I tried to split the sum as $\displaystyle\sum_{q\leq Q}\frac{\mu(q)^2}{\phi(q)}=\displaystyle\sum_{r|k}\displaystyle\sum_{m\leq\frac{Q}{r},(m,\frac{k}{r}=1)}\frac{\mu(mr)^2}{\phi(mr)}$ but cannot proceed. Can anyone help?
Here $\mu$ and $\phi$ are the Mobius function and Euler's totient function respectively.
Hint1: any $q\leq Q$ is a product $mn$, where all prime factors of $m$ consists of prime factors of $k$, and $(n,k)=1$.
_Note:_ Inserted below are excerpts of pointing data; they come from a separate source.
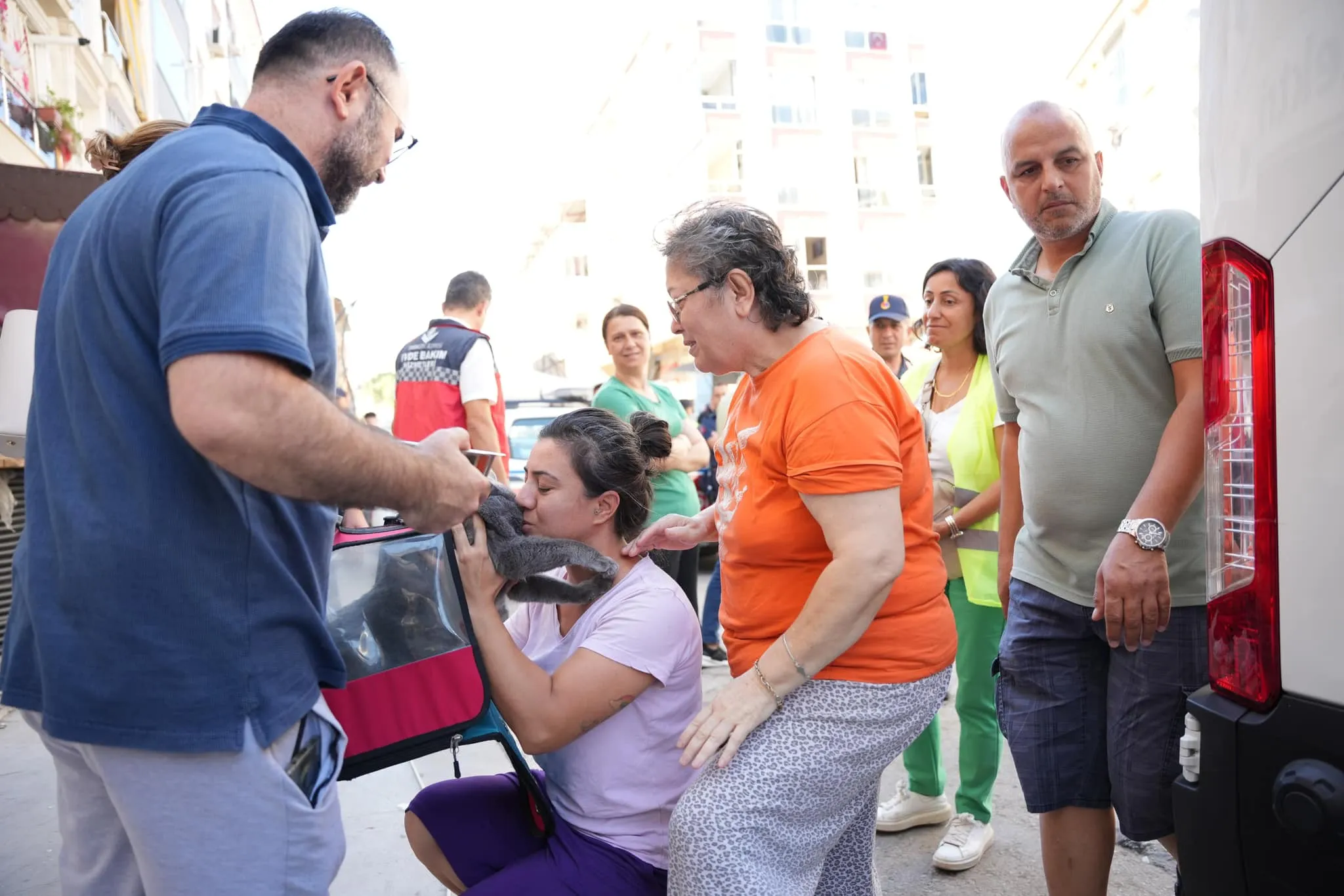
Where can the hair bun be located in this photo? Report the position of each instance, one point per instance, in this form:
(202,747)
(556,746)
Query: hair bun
(110,155)
(654,434)
(104,153)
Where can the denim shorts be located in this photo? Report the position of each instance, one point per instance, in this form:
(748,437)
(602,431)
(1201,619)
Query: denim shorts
(1092,725)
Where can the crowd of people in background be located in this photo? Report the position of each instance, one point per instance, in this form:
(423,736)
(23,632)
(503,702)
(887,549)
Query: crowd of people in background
(1015,500)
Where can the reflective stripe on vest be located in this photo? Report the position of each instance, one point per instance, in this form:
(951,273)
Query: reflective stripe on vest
(975,468)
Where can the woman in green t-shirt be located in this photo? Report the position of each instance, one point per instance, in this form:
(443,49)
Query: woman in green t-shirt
(625,331)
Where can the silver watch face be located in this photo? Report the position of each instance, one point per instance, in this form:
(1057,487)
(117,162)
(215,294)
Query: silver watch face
(1151,534)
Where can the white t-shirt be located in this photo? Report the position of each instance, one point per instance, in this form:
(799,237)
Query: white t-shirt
(476,379)
(941,426)
(620,781)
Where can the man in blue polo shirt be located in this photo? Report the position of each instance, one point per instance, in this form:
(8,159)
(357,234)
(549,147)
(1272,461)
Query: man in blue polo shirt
(184,460)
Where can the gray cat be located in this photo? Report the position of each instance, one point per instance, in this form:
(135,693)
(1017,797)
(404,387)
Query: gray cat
(526,558)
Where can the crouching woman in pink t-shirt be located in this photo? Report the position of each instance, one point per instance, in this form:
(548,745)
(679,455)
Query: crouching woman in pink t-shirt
(597,692)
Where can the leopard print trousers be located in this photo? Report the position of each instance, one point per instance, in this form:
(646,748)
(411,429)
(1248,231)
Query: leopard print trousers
(793,813)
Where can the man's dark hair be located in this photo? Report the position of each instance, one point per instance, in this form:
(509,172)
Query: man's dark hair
(976,278)
(332,37)
(467,291)
(711,238)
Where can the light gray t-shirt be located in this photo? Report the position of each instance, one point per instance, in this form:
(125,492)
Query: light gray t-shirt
(1082,365)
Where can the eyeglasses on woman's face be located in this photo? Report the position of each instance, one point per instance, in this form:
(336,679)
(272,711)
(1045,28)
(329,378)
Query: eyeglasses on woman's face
(675,305)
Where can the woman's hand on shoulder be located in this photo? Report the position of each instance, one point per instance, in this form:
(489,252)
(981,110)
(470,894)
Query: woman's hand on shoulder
(482,583)
(673,533)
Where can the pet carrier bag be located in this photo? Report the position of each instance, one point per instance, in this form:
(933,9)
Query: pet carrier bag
(415,679)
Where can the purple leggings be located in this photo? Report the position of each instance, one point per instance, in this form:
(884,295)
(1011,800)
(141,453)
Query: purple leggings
(484,830)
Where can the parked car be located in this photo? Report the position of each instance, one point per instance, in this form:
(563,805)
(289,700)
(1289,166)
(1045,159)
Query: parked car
(1260,805)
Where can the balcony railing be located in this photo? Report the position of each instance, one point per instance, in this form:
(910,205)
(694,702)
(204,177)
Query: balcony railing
(22,117)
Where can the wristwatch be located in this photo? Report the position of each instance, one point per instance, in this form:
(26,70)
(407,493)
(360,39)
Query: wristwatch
(1148,534)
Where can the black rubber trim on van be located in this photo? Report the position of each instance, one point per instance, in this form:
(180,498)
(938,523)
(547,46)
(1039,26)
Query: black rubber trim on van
(1230,842)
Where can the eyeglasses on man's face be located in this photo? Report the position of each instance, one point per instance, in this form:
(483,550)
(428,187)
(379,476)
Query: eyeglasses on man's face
(675,305)
(404,138)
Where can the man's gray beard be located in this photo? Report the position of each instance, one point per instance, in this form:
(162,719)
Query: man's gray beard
(1063,230)
(343,169)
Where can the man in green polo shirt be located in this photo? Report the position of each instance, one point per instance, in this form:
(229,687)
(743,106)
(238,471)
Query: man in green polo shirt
(1095,343)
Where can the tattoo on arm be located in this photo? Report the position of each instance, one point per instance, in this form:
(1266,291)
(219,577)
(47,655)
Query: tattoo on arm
(618,706)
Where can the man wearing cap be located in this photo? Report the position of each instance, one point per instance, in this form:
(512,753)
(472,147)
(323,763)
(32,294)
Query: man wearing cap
(889,329)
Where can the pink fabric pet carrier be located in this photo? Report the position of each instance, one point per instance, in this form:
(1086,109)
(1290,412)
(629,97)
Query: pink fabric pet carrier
(415,680)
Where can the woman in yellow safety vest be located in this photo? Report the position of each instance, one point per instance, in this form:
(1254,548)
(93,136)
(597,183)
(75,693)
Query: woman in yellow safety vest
(955,394)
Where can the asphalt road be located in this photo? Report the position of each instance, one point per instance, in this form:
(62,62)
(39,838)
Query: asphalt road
(379,863)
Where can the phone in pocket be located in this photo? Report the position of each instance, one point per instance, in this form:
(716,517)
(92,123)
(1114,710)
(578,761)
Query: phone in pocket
(316,758)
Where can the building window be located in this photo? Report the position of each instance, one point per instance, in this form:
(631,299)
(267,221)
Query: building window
(786,23)
(717,87)
(726,169)
(874,178)
(1113,61)
(815,262)
(924,157)
(171,58)
(918,89)
(793,98)
(875,41)
(872,105)
(574,213)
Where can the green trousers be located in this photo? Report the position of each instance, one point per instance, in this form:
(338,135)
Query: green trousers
(978,630)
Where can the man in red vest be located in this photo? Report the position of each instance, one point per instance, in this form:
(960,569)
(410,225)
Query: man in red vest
(446,375)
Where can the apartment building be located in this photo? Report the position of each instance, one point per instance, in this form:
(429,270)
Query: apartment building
(114,64)
(824,115)
(1137,85)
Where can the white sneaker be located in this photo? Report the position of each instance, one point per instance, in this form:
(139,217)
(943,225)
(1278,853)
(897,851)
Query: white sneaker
(964,844)
(909,810)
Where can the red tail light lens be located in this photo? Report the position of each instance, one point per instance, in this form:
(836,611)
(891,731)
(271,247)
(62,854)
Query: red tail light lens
(1241,473)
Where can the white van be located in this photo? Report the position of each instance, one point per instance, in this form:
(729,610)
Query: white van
(1260,806)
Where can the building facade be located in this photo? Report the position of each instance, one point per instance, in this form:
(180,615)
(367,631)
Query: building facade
(823,115)
(75,66)
(1137,85)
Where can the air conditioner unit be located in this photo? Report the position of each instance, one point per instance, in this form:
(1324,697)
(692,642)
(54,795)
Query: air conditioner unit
(18,338)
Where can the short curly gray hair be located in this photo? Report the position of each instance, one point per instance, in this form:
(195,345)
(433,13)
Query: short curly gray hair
(711,238)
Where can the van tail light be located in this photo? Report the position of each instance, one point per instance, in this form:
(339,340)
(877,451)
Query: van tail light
(1241,474)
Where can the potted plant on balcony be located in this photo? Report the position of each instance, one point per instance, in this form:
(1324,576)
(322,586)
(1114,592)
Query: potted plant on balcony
(60,115)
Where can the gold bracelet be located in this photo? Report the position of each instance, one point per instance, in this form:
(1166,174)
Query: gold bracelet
(778,702)
(789,651)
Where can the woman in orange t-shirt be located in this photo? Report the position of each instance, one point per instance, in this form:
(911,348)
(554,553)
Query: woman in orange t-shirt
(839,637)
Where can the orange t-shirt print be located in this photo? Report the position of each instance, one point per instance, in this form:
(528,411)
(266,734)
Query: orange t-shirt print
(827,418)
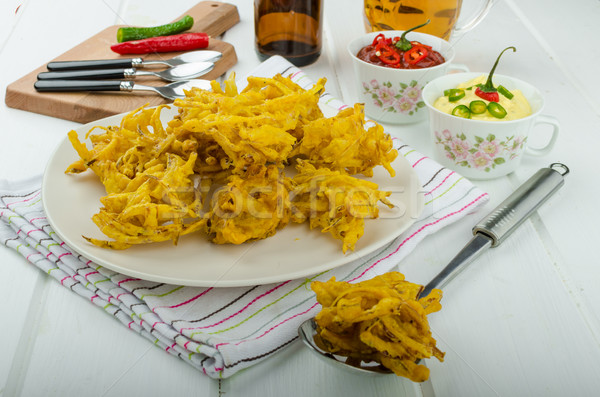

Hint2: note that $q\leq Q$ must be square-free because of $\mu(q)^2$. For $q=mn$ as in Hint1, we have $m|k$ and $\phi(q)=\phi(m)\phi(n)$
Applying the hints, we have $$ \begin{align} \sum_{q\leq Q} \frac{\mu(q)^2}{\phi(q)}&\leq \left(\sum_{m\leq Q, \ m|k} \frac{\mu(m)^2}{\phi(m)} \right)\left(\sum_{n\leq Q, \ (n,k)=1} \frac{\mu(n)^2}{\phi(n)}\right)\\ &\leq \left(\sum_{m|k} \frac{\mu(m)^2}{\phi(m)}\right)\left(\sum_{n\leq Q, \ (n,k)=1} \frac{\mu(n)^2}{\phi(n)}\right)\\ &=\left( \prod_{p|k} \left( 1 + \frac{1}{p-1} \right) \right) \left(\sum_{n\leq Q, \ (n,k)=1} \frac{\mu(n)^2}{\phi(n)}\right)\\ &=\left( \prod_{p|k} \frac p{p-1} \right) \left(\sum_{n\leq Q, \ (n,k)=1} \frac{\mu(n)^2}{\phi(n)}\right)\\ &=\frac{k}{\phi(k)} \left(\sum_{n\leq Q, \ (n,k)=1} \frac{\mu(n)^2}{\phi(n)}\right) \end{align} $$ as desired.